The John Paul Stevens Rehabilitation Tour Made A Stop In Louisville – Citizens United, 11th Amendment, Slaughter-House, and Bush v. Gore

May 1st, 2013

At the fantastic Seelbach Hilton in Louisville, Kentucky (about 4 blocks from where I clerked–a great hotel with an awesome restaurant and bar), Justice John Paul Stevens continued chugging along on his rehabilitation tour. The text of his address is here.

First, Stevens told us that Citizens United was wrongly decided–this would be breaking news, if it wasn’t the 429th time he told since he retired.
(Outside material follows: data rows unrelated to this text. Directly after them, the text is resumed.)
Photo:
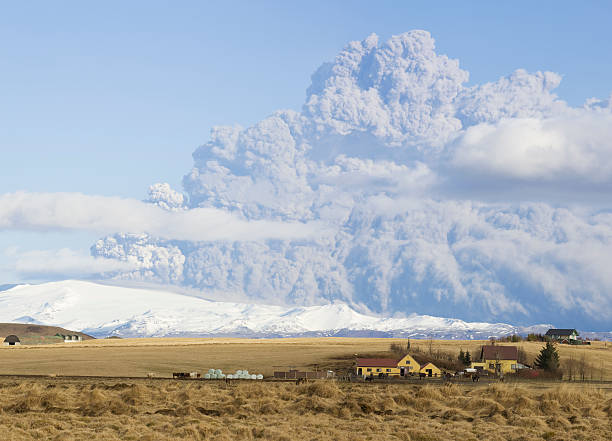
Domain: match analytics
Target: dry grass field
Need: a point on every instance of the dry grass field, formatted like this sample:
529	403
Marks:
137	357
62	408
69	409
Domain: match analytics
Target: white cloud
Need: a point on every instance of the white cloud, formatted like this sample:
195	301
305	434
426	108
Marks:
383	124
63	263
563	149
75	211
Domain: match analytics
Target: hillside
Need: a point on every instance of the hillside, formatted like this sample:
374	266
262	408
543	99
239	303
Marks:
26	331
103	310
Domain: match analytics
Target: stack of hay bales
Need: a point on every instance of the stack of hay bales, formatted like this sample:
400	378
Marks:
217	374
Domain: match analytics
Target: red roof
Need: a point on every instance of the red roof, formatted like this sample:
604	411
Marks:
495	352
377	362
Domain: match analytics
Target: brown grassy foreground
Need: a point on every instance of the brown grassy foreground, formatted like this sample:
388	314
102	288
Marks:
63	409
161	356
As I explained in the first portion of my long dissent in the Citizens United case three years ago, the application of the Brandeis approach to constitutional adjudication would have avoided the dramatic changes in the law produced by that decision. I remain persuaded that the case was wrongly decided and that it has done more harm than good.

Second, there is that pesky myth about the 11th Amendment:

A myth about the adoption of the 11th Amendment has been repeated over and over again in cases extolling and expanding the doctrine of sovereign immunity

Third, the myth that Slaughter-House was incorrectly decided!!?!?

A myth that received the Court’s attention during the debate about the application of the Second Amendment to the City of Chicago’s attempt to regulate the possession of firearms is the myth that the Slaughter-House Cases were incorrectly decided.

The majority opinion in the Slaughter-House Cases written by Justice Miller – who happened to have been a practicing physician for ten years before taking up the study of the law – was clearly correct in upholding the slaughterhouse legislation. In doing so, however, Miller declined to simply rely on the State’s broad police power to protect the public health, and instead endorsed an unfortunately narrow construction of the u “Privileges or Immunities Clause of the 14th Amendment.

Everyone agrees Slaughter-House was wrong. No one joined JPS’s opinion in McDonald. He should really stop.

And, my buddy Mike Sacks thinks there was some jab at Justice O’Connor and Bush v. Gore with his concluding remarks about the disputed Hayes/Tilden election of 1876.

For previous stops on the Rehab tour, see here, and here.

In a related Louisville and SCOTUS history, the injury that gave the Mottley free lifetime passes on the Louisville & Nashville Railroad arose in Louisville. You remember, of course, Louisville & Nashville Railroad CovMottley? Also, Buchanan v. Warley arose a segregation law enacted in Louisville.